Dacia Maraini: la forza dei sogni
Un maestro che ha perso la figlia, adorato dagli allievi. Idealista pronto a combattere. La scrittrice sceglie per la prima volta un protagonista maschile. Con successo
di FRANCESCO CEVASCO
4 novembre 2015 (modifica il 5 novembre 2015 | 16:24)
Dice Dacia: «Per la prima volta ho preso come protagonista di un mio romanzo una figura maschile e questa novità mi mette un poco di agitazione». E non solo protagonista ma anche io narrante... Ma tranquilla, gentile signora Maraini: l’esperimento è riuscito.

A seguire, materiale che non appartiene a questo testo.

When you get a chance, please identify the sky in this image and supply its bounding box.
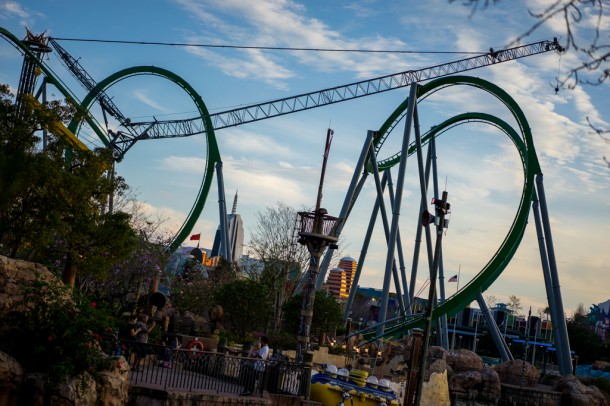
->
[0,0,610,317]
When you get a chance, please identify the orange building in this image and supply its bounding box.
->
[326,257,358,300]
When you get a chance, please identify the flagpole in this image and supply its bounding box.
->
[451,264,462,350]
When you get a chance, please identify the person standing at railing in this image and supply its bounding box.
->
[131,314,157,372]
[240,336,269,396]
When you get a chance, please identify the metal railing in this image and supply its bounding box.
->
[120,341,311,396]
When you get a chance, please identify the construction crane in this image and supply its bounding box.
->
[49,34,563,161]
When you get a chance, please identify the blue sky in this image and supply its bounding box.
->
[0,0,610,315]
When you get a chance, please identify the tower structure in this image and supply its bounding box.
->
[212,191,244,262]
[326,257,358,300]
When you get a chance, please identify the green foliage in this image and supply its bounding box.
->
[282,290,343,336]
[1,282,119,385]
[171,259,239,314]
[566,315,605,364]
[214,279,272,339]
[0,86,135,284]
[269,333,297,350]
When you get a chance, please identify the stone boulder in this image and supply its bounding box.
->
[0,255,63,328]
[10,357,129,406]
[445,348,484,373]
[555,375,608,406]
[449,366,502,403]
[95,357,129,406]
[0,352,24,405]
[493,359,540,388]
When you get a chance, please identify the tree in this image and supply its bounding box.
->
[249,202,340,332]
[0,86,136,286]
[282,290,343,335]
[170,258,239,314]
[249,202,309,332]
[214,279,272,339]
[566,303,604,363]
[506,295,522,316]
[485,295,498,307]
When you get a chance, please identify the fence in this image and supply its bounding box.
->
[120,341,311,396]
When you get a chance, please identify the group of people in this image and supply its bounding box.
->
[127,314,157,372]
[240,336,269,396]
[119,314,270,396]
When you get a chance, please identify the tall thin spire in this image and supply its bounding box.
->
[231,189,239,214]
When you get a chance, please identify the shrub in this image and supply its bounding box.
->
[2,282,117,385]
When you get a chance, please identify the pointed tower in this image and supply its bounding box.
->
[212,191,244,262]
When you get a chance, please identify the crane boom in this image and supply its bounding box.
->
[124,39,562,142]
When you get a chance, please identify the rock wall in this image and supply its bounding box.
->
[0,256,129,406]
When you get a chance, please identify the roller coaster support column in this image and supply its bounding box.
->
[414,191,449,406]
[296,129,341,372]
[316,130,376,288]
[413,107,449,349]
[377,83,417,336]
[475,292,513,362]
[371,145,406,314]
[534,174,573,376]
[384,171,411,315]
[216,161,233,262]
[343,171,390,320]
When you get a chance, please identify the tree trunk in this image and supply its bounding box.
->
[62,252,76,288]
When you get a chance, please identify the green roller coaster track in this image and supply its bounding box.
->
[0,28,541,337]
[0,28,221,252]
[361,76,541,339]
[68,66,221,252]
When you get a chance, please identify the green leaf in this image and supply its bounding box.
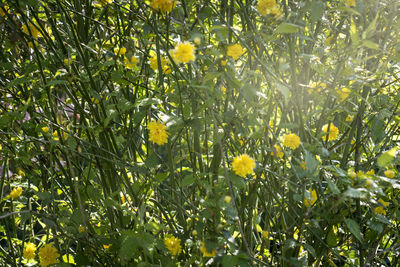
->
[181,174,194,187]
[350,18,360,46]
[275,83,290,100]
[119,235,139,262]
[344,188,366,198]
[310,1,325,23]
[378,147,397,167]
[222,255,238,267]
[275,22,300,33]
[345,218,363,242]
[361,40,379,50]
[144,153,158,169]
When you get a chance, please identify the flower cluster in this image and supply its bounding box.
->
[23,243,36,260]
[10,187,22,199]
[322,123,339,141]
[147,121,169,146]
[232,154,256,177]
[38,244,60,267]
[374,198,389,215]
[150,0,176,13]
[172,42,196,63]
[227,44,244,60]
[124,56,138,69]
[150,55,171,74]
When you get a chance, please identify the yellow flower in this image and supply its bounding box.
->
[114,47,126,56]
[10,187,22,199]
[322,123,339,141]
[336,87,351,101]
[147,121,169,146]
[124,56,138,69]
[283,133,300,149]
[38,244,60,267]
[227,44,244,60]
[365,170,375,176]
[300,160,307,170]
[172,42,196,63]
[344,0,356,6]
[23,243,36,260]
[150,55,171,74]
[21,22,41,39]
[257,0,281,17]
[164,236,182,256]
[304,188,318,207]
[384,170,395,179]
[374,206,386,215]
[271,144,284,159]
[200,241,217,258]
[232,154,256,177]
[193,37,201,45]
[0,5,10,17]
[150,0,176,13]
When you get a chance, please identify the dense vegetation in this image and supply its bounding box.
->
[0,0,400,266]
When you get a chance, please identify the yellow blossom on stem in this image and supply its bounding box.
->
[114,47,126,56]
[271,144,284,159]
[38,244,60,267]
[164,236,182,256]
[283,133,300,149]
[200,241,217,258]
[172,42,196,63]
[336,87,351,101]
[147,121,169,146]
[322,123,339,141]
[384,170,395,179]
[232,154,256,177]
[10,187,22,199]
[124,56,138,69]
[227,44,244,60]
[23,243,36,261]
[150,55,171,74]
[150,0,176,13]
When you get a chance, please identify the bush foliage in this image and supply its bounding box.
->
[0,0,400,266]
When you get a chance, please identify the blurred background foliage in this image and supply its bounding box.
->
[0,0,400,266]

Dunque, il maschio del romanzo La bambina e il sognatore (Rizzoli) è un maestro di scuola. Ancor giovane e di bell’aspetto. Si è lasciato un po’ andare perché ha sofferto molto. La figlia di otto anni è morta di leucemia. La moglie, che come lui non ha saputo superare quel dolore insuperabile, lo ha lasciato. Vive lo strazio della solitudine. Solitudine che non si è scelto, ma gli è piombata addosso. Fortuna che ha i suoi alunni. Lo amano perché sa raccontare storie affascinanti. Riesce a trasformare in «storie» anche la geografia, l’astronomia e la matematica. E i ragazzini, quando lui parla, la smettono di smanettare sui telefonini. Ovviamente è un maestro che a volte non rispetta l’arido protocollo della burocrazia scolastica. E per questo ogni tanto si prende «una padellata in testa» dalla preside.

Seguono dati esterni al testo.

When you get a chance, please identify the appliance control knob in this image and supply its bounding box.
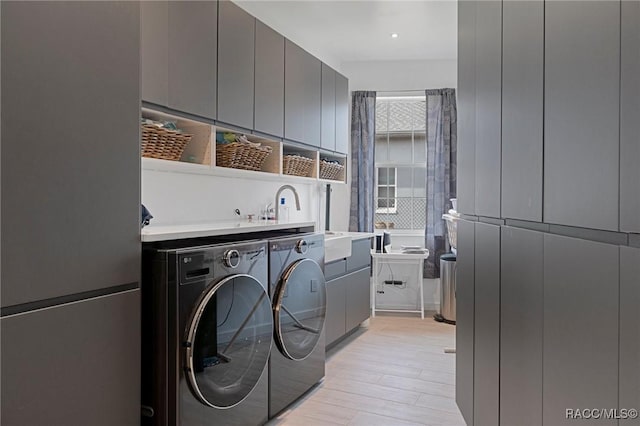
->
[222,249,240,268]
[296,240,309,254]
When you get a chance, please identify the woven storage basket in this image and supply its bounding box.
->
[282,155,314,177]
[216,142,273,171]
[141,124,193,161]
[320,160,344,180]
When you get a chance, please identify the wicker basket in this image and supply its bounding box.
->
[320,160,344,180]
[141,124,193,161]
[216,142,273,171]
[282,155,314,177]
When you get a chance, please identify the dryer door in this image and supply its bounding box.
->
[184,275,273,408]
[273,259,327,361]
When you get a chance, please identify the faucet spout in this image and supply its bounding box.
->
[276,185,300,220]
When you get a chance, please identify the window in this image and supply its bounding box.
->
[375,96,427,230]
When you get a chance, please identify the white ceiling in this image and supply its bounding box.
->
[234,0,457,67]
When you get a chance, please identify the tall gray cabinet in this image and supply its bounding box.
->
[544,1,620,231]
[0,1,140,425]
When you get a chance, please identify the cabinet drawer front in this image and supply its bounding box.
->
[324,259,347,280]
[347,239,371,272]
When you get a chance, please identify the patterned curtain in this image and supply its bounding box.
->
[349,91,376,232]
[424,89,458,278]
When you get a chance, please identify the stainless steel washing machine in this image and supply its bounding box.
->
[269,234,327,417]
[142,242,273,426]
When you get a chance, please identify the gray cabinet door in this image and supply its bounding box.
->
[619,247,640,426]
[254,20,284,138]
[500,228,544,426]
[336,73,350,154]
[544,1,620,231]
[1,2,140,307]
[472,0,502,217]
[346,268,371,331]
[0,290,140,426]
[284,40,322,147]
[502,0,544,222]
[456,220,475,425]
[542,234,619,426]
[620,1,640,233]
[218,1,256,129]
[324,277,347,346]
[473,222,500,426]
[141,1,169,106]
[168,1,218,119]
[456,1,476,215]
[320,64,336,151]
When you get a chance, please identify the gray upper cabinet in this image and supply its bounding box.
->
[168,1,218,119]
[320,64,336,151]
[0,292,140,426]
[254,20,284,138]
[476,0,502,217]
[620,1,640,233]
[500,228,544,426]
[140,1,169,106]
[457,1,476,215]
[284,40,322,147]
[543,234,616,426]
[1,2,140,307]
[619,247,640,426]
[218,1,256,129]
[473,222,500,426]
[544,1,620,231]
[336,73,349,154]
[456,220,475,425]
[502,0,544,222]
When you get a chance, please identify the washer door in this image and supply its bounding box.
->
[184,275,273,408]
[273,259,327,361]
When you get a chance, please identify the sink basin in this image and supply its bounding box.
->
[324,231,351,263]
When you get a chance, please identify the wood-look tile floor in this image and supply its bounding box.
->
[268,314,465,426]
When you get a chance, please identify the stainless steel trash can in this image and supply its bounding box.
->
[434,253,456,324]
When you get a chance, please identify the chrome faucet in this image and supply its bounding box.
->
[276,185,300,220]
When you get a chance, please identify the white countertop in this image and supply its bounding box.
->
[140,220,315,243]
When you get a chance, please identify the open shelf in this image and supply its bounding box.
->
[141,108,347,183]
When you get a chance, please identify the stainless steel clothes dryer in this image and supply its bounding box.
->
[142,242,273,426]
[269,234,327,417]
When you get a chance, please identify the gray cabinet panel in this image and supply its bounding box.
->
[619,247,640,426]
[1,2,140,306]
[218,1,256,129]
[473,223,500,426]
[456,220,475,426]
[500,228,544,426]
[284,40,322,147]
[456,1,476,215]
[472,0,502,217]
[140,1,169,106]
[324,277,347,346]
[320,64,336,151]
[254,20,284,137]
[346,268,371,331]
[620,1,640,233]
[544,1,620,231]
[168,1,218,119]
[543,234,619,426]
[502,0,544,222]
[336,73,350,154]
[0,290,140,426]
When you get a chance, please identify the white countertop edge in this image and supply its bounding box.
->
[140,221,316,243]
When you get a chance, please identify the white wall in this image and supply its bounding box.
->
[342,59,458,94]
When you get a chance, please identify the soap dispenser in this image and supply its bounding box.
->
[278,197,289,222]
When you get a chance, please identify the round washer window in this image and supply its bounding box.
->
[185,275,273,408]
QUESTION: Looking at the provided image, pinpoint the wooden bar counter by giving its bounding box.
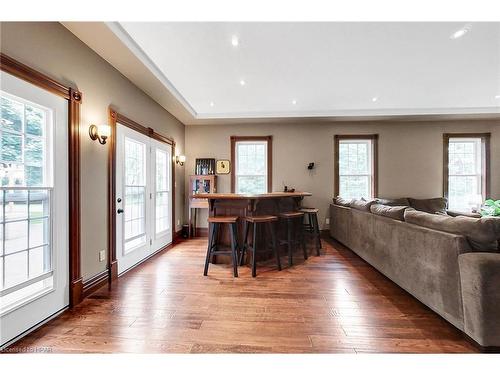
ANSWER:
[193,192,311,263]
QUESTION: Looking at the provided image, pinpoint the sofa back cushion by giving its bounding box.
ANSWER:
[375,198,410,206]
[404,210,500,251]
[408,198,448,214]
[370,203,408,221]
[351,198,375,212]
[333,197,352,207]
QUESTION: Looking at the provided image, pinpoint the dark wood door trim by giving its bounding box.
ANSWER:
[230,135,273,193]
[0,53,83,306]
[443,133,491,198]
[333,134,378,198]
[108,107,175,282]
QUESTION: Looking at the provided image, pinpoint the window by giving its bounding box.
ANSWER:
[335,134,378,199]
[0,92,52,306]
[231,136,272,194]
[443,133,490,212]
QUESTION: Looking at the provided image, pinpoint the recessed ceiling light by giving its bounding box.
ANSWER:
[450,25,470,39]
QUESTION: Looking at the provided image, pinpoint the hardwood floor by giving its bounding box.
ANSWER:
[6,239,477,353]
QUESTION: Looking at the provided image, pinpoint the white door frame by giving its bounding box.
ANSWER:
[108,113,176,281]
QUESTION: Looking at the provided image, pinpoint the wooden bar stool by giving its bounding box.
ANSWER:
[240,215,281,277]
[279,211,307,267]
[299,207,321,256]
[203,216,238,277]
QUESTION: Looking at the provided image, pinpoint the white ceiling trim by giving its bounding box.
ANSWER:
[106,22,198,118]
[63,22,500,125]
[196,107,500,120]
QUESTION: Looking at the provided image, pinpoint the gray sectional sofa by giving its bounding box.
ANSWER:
[330,199,500,350]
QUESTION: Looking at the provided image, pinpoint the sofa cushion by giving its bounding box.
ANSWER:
[404,210,500,251]
[351,198,375,212]
[370,203,408,221]
[408,198,448,214]
[375,198,410,206]
[333,197,352,207]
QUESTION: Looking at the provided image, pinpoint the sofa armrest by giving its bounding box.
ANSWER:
[458,253,500,347]
[446,210,481,219]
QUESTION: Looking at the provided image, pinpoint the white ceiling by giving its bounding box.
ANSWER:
[65,22,500,123]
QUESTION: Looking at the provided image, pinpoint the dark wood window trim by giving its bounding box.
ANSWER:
[333,134,378,197]
[231,135,273,193]
[0,53,83,306]
[443,133,491,198]
[108,107,175,281]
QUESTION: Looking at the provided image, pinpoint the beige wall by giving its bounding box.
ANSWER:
[0,22,185,279]
[186,120,500,228]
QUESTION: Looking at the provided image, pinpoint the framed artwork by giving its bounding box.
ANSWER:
[215,160,231,174]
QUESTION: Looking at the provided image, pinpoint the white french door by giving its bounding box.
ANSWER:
[115,124,172,274]
[0,72,69,347]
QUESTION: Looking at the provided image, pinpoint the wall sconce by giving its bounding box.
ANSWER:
[89,125,111,145]
[175,155,186,167]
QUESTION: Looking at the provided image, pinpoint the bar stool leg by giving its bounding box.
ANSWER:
[285,219,293,267]
[230,224,238,277]
[314,215,321,256]
[252,223,257,277]
[267,223,281,271]
[240,221,250,266]
[203,224,215,276]
[210,223,220,264]
[299,220,307,259]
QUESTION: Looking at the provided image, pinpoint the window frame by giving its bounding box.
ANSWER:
[230,135,273,193]
[334,134,378,198]
[443,133,491,209]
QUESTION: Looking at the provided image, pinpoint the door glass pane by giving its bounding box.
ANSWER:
[29,219,49,248]
[235,141,267,194]
[155,149,170,234]
[123,137,146,254]
[448,138,486,212]
[1,133,23,162]
[0,96,24,132]
[25,105,45,137]
[156,150,168,191]
[156,192,170,233]
[4,251,28,288]
[237,176,267,194]
[29,246,50,278]
[4,220,28,254]
[5,190,28,221]
[338,139,373,199]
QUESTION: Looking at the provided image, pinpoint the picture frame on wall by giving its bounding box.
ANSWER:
[215,159,231,174]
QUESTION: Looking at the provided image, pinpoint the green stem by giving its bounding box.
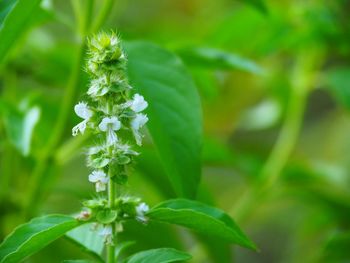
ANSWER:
[93,0,115,32]
[107,169,117,263]
[230,56,315,222]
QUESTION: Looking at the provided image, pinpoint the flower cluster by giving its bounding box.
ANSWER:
[72,33,148,243]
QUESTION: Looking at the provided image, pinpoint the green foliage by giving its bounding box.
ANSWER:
[0,0,350,263]
[0,0,41,62]
[126,42,202,198]
[124,248,191,263]
[177,47,264,75]
[0,215,79,263]
[0,101,41,156]
[325,67,350,109]
[66,224,104,262]
[148,199,256,249]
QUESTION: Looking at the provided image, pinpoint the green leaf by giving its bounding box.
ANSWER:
[96,209,118,224]
[147,199,256,249]
[126,42,202,198]
[0,0,41,62]
[325,67,350,110]
[4,105,41,156]
[62,259,95,263]
[0,0,16,26]
[115,241,136,262]
[240,0,269,15]
[0,215,79,263]
[66,223,104,262]
[124,248,192,263]
[177,47,264,75]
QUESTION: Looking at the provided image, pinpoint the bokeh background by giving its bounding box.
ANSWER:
[0,0,350,263]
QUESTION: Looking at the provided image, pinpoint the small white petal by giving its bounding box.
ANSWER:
[110,116,122,131]
[98,116,121,131]
[98,225,112,236]
[72,120,87,136]
[98,117,109,131]
[107,129,118,145]
[136,203,149,216]
[95,182,106,192]
[131,114,148,145]
[131,114,148,130]
[74,102,92,120]
[130,94,148,112]
[89,171,108,183]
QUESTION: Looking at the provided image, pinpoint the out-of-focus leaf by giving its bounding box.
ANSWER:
[66,224,104,262]
[0,215,79,263]
[0,0,17,23]
[177,47,264,74]
[124,248,192,263]
[0,0,41,62]
[115,241,136,262]
[147,199,256,249]
[126,42,202,198]
[322,232,350,262]
[3,105,41,156]
[238,99,282,130]
[326,67,350,110]
[240,0,268,14]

Il maestro è anche «il sognatore» del titolo del romanzo. Sognatore non soltanto perché s’illude che possa esistere un mondo migliore fatto di verità e giustizia. Ma anche perché sogna davvero. Come quella notte in cui «vede» una bambina che assomiglia tanto a sua figlia. Che come lei cammina con «passo da papera». Ma i passi della bambina non portano la piccola alunna a scuola, la stessa scuola dove insegna il maestro sognatore. La portano in un misterioso nulla in cui lei scompare. Il guaio è che, poche ore dopo quel sogno, il sogno si avvera. All’ora in cui la bambina doveva entrare a scuola sparisce come una piccola Alice, la ragazzina delle meraviglie inghiottita da un pozzo profondo.
La coincidenza fa esplodere nel cuore e nella mente del maestro una volontà invincibile: cercare quella bambina sparita. A distrarlo da questo scopo che ridà un senso alla sua vita non basta nemmeno la sua «cattiva coscienza». Il maestro la materializza in un uccellaccio - un ibrido tra un pollo e un rapace calvo e sgraziato - che ogni tanto gli si appiccica a una spalla e gli dà lezioni vita. Come il grillo parlante di Pinocchio, è saccente e antipatico. Non è proprio cattivo, ma è come la maggioranza di noi esseri umani: egoista, cinico, pragmatico. «Che cosa t’intigni a cercare quella bambina che sarà stata sequestrata, stuprata, uccisa e sepolta da un bruto; e nessuno la troverà mai più. Sai quante ne succedono di cose così?!».
Ma il maestro non si arrende. Deve affrontare l’ostilità di tutti: la polizia, gli abitanti della piccola città in cui vive, il prete; persino i genitori della bambina scomparsa sono diffidenti e sospettosi. Solo gli alunni sono suoi complici. E tra loro ci sarà chi parteciperà in maniera importante alle indagini. Perché questo è anche un libro investigativo. Una vera e propria storia nera. Il racconto di un viaggio alla scoperta di uno e più mondi criminali. Dacia Maraini riesce a calarsi nella psiche maschile non soltanto del buon maestro, ma anche in quella di una torbida canaglia che, sentendosi un «prolungamento del caro Marcel», insegue fanciulle in fiore.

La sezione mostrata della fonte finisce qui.